Sales tax responsibilities depend on how you sell. In all states with a sales tax, large online marketplaces such as Amazon and Etsy are required to collect and remit ecommerce sales tax on behalf of sellers. If you sell only through these marketplaces, compliance may be simpler. However, if you also sell through your own website, physical location, or ecommerce platforms such as Shopify, you’re generally responsible for collecting and remitting sales tax on those sales.

Digital goods and services sales tax can make things even more complicated. Software, streaming, digital downloads, data access, and subscriptions may be taxable in some states and exempt in others. In many cases, taxability depends on how the product is delivered or described. 

Common sales tax mistakes small businesses make

As your business grows, sales tax compliance can get harder to manage. If you’re using manual processes, it’s easy to miss things and make errors. Here are some common sales tax mistakes small businesses make.

  • Not identifying where they have nexus
  • Missing rate or threshold changes and undercollecting or overcollecting sales tax
  • Waiting for notices instead of registering proactively
  • Filing late or overlooking prepayments
  • Letting exemption certificates expire
  • Assuming marketplaces handle all obligations
  • Failing to review new sales channels or fulfillment methods
  • Keeping records that are difficult to retrieve

How small businesses can prepare in 2026

Sales tax compliance is difficult for small businesses to manage manually, as rates and rules change frequently and growing businesses regularly add nexus obligations in new jurisdictions. Small errors — such as using outdated rates, missing deadlines, or misapplying exemptions — can lead to penalties or audits.

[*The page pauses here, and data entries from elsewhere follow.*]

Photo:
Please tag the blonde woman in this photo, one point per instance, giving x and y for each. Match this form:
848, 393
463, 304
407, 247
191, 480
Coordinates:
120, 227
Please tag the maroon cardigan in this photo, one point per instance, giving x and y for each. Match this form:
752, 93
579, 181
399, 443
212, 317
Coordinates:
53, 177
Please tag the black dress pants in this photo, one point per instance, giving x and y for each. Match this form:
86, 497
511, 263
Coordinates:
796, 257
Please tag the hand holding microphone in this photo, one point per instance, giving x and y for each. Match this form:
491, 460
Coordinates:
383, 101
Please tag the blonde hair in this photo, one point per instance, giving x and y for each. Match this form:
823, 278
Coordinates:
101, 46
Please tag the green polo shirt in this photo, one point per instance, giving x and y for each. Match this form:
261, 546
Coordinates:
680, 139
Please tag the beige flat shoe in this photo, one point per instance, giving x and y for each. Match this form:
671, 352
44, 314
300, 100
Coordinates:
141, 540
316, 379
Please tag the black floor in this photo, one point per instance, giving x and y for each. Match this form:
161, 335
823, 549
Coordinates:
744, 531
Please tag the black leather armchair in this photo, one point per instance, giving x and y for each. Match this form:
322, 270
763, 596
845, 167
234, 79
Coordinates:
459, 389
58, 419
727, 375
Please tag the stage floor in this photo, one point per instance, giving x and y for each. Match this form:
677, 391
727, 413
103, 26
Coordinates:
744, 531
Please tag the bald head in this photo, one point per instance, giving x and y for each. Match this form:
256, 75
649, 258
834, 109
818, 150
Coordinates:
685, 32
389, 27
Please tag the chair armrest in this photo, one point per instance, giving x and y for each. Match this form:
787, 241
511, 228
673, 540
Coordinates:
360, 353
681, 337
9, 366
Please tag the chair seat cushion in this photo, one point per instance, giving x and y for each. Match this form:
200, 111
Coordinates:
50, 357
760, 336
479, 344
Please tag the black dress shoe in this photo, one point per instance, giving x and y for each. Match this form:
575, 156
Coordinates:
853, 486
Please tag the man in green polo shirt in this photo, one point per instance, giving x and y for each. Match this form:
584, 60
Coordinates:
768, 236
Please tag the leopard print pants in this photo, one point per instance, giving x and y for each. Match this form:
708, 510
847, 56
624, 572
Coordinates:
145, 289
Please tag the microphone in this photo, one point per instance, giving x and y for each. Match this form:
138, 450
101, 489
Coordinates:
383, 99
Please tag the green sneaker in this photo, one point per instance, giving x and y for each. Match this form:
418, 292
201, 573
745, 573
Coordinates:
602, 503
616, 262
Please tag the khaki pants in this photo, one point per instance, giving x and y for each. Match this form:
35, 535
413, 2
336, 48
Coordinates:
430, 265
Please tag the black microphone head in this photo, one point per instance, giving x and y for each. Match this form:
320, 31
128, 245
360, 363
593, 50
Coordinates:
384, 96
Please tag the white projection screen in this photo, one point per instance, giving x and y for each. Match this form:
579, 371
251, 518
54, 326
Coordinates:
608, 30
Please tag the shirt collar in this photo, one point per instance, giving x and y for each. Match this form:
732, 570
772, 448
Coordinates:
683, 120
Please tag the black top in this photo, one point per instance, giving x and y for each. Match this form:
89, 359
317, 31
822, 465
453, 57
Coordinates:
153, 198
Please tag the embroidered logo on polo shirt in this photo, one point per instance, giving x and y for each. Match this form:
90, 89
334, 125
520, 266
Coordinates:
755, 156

Putting stronger processes in place early makes growth easier. Reviewing where you have nexus, documenting tax decisions, centralizing records, and having set systems to prepare for tax changes help reduce risk as your business expands. 

Sales tax automation helps reduce risk and save time for small businesses. AI-powered tax compliance software from Avalara integrates with accounting, billing, and ecommerce systems to calculate tax, track rule changes, manage exemption certificates, and support filing. These tools also help keep records consistent and audit-ready.

Bottom line

Sales tax compliance will continue to grow more complex in 2026. As states expand their tax bases and refine nexus rules, small businesses need clear visibility and stronger processes to stay compliant. Questions about sales tax? Download the latest Sales Tax for Dummies.

Small business sales tax in 2026 FAQ 

Do small businesses need to collect sales tax in 2026?

Small businesses that have nexus in a state must register, collect sales tax, and file sales tax returns with that state — and sometimes with local jurisdictions such as cities or counties.

What is economic nexus and how does it affect small businesses?

Economic nexus requires small businesses to collect sales tax in a state once they meet certain sales or transaction thresholds, even if they have no physical presence in that state.

Do online businesses have different sales tax rules?

Online businesses generally follow the same sales tax principles as other sellers, but selling across state lines can trigger economic nexus and additional sales tax obligations.

What are sales tax exemptions?

Sales tax exemptions allow certain buyers, products, or uses to be excluded from sales tax. To support an exempt sale, sellers must retain valid exemption certificates, which serve as proof if the transaction is reviewed by a tax authority.

Can sales tax rules change during the year?

Yes. Rates, rules, and definitions can change at any time.